Un bruit sourd arracha le chevalier de ses pensées. Nicolas venait d’être jeté avec violence sur la table au milieu de la pièce et solidement attaché. Pieds et poings liés, il ne pouvait désormais plus espérer échapper au sort qui l’attendait, à la question extraordinaire. La voix sépulcrale du général résonna alors dans la pièce, alors que jusqu’ici il n’avait dit mot.
— Nicolas Konrad. Agé de vingt-quatre ans. Chevalier de l’Ordre. Apostat.
Il avait marqué une légère pause, fixant le prisonnier, avant de continuer sur le même ton.
— Vous êtes accusé d’avoir aidé des personnes soupçonnées d’être de “mauvaises graines”.
Il avait insisté sur ce dernier terme, sa voix vibrant au fond de sa gorge.
— Vous êtes accusé de les avoir aidé à sortir discrètement de la cité. A cause de vous, des sorcières et autres créatures démoniaque se sont enfuis au delà des murs de notre grande cité. C’est un crime terrible dont vous vous êtes illustré. Qu’avez vous à dire pour votre défense ?
L’homme allongé sur la table n’avait rien dit. Dagan laissa quelques longues minutes s'écouler, puis se tourna vers le bourreau ordonnant sèchement :
— Faites votre office.
Julius avait du mal à cacher sa joie. Se rapprochant de la table où se trouvait sa victime, il fourra un chiffon dégoutant au fond de son gosier, avant de sortir de son tablier des clous, noirs et plus long que la moyenne. Il attrapa le marteau qui pendait à sa ceinture et se mit alors au travail, s’attaquant aux cuisses de son patient. Lucian pouvait entendre les cris de Nicolas, étouffés en grande partie par le tissu. Un second clou avait rapidement rejoint le premier, et d’autres suivirent. Au bout d’un moment qui paraissait une éternité, le tortionnaire cessa enfin, et retira le linge qui l’empêchait de parler. Les premiers sons qui étaient sorti des lèvres du souffre douleurs étaient des sanglots, rapidement recouvert par les questions du général.
— Qui t’as aidé dans ton entreprise ?
— Personne.
— Parle !
— Je veux mourir…
— Tu mourras quand je t’en donnerais l’ordre. Parle ! Qui t’a aidé ?
— Puisque je vous dis que personne ne m’a aidé…
— Tes accusateurs t’ont vu avec quelqu’un d’autre hier soir. Quelqu’un qui a eut le temps de prendre la fuite. Qui était-ce ?
— Je ne sais pas de quoi vous parler.
— Et je penses que tu sais très bien de qui je veux parler.
— Tuez-moi… Pitié...
— Pas avant d’avoir obtenu des réponses ! Parle !
— Je veux mourir…
Le visage de Dagan était resté de marbre.

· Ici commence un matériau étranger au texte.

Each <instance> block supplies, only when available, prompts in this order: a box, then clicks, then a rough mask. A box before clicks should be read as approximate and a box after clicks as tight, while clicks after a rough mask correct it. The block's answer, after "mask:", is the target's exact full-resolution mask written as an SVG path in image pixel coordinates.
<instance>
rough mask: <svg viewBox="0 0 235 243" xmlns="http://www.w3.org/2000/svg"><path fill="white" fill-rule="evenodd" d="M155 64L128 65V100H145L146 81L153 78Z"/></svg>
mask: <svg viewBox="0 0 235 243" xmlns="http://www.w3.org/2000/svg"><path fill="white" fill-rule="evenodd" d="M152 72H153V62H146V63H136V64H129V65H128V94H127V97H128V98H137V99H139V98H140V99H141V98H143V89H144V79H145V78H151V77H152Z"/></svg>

Il était temps de passer à la suite des hostilités. Le général lança un regard à Julius et hocha la tête, lui intimant silencieusement l’ordre de continuer sur sa lancée. Le tourmenteur s’était alors emparé d’une corne trouée qui allait lui servir d’entonnoir. Il rapprocha le seau d’eau croupie de la table de jeu, demandant alors assistance pour ce qui allait suivre. Heureusement pour Lucian, ce fut son frère qui s’était avancé pour aider, maintenant la corne entre les lèvres de Nicolas et lui pinçant le nez. Julius souleva le récipient et commença à le vider lentement dans la corne, étouffant petit à petit sa victime. Les yeux de Lucian ne pouvaient quitter ce spectacle injuste et macabre. Son coeur battait à tout rompre dans sa poitrine, et il avait sentit son estomac se tordre de douleur. La tête lui tournait, et c’est avec l’impression que tout s’écroulait autour de lui qu’il sombra dans l’inconscience.